- 2023/12/18 掲載
日本製鉄、米鉄鋼大手USスチール買収へ 約2兆円
[東京 18日 ロイター] - 日本製鉄は18日、米鉄鋼大手メーカーのUSスチールを買収すると発表した。買収総額は約2兆円(141億ドル)。日本製鉄グループの世界での粗鋼生産量は年6600万トンから年8600万トンに拡大し、1億トン体制の目標へ大きく前進する。
日鉄の売上高は2023年3月期が約8兆円。USスチールの22年12月期は約3兆円で、単純合算すると10兆円を超える鉄鋼メーカーが誕生する。
日鉄はこれまでインドのエッサールスチールや、タイのGスチール、GJスチールなどを買収し、世界戦略を進めてきた。米国は先進国最大の市場であり、付加価値の高い高級鋼の需要も見込める。

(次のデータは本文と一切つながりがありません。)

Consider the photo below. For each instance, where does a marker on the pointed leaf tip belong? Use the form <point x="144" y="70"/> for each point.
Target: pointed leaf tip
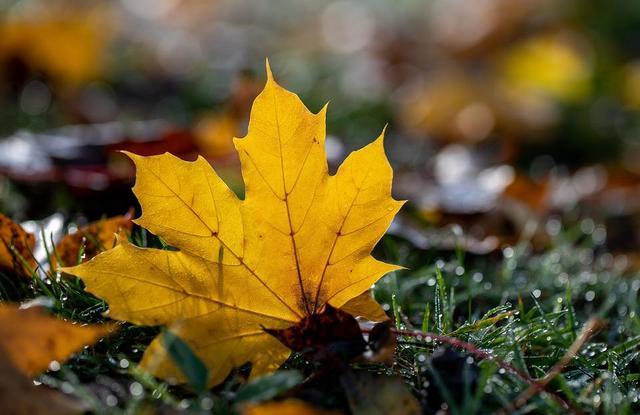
<point x="268" y="68"/>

日鉄は「インド、ASEAN(東南アジア諸国連合)に加えて、先進国である米国に鉄源一貫製鉄所を持つことによるグローバル事業拠点の多様化の観点からも、大きな意義のある投資と判断した」としている。両社の先端技術を融合し、2050年までの脱炭素に向けた取り組みも推進する考え。
USスチールは高炉・電炉一貫メーカーで、電炉の能力増強計画を現在進めている。
買収は、USスチールの株主に対して1株当たり55ドルを支払う。15日の株価に対して40%のプレミアムを上乗せした。
関係当局の承認取得後、24年の4―6月期または7―9月期の買収完了を目指している。
日鉄は買収資金を主に主要取引銀行からの借り入れで賄う。すでに日本国内の金融機関から融資を確約するコミットメントレターを受領した。
買収後には株主や財務健全性への影響も考慮した上で、財務状況や市場動向などを勘案しながら、必要に応じて最適な資金調達手段を検討するとしている。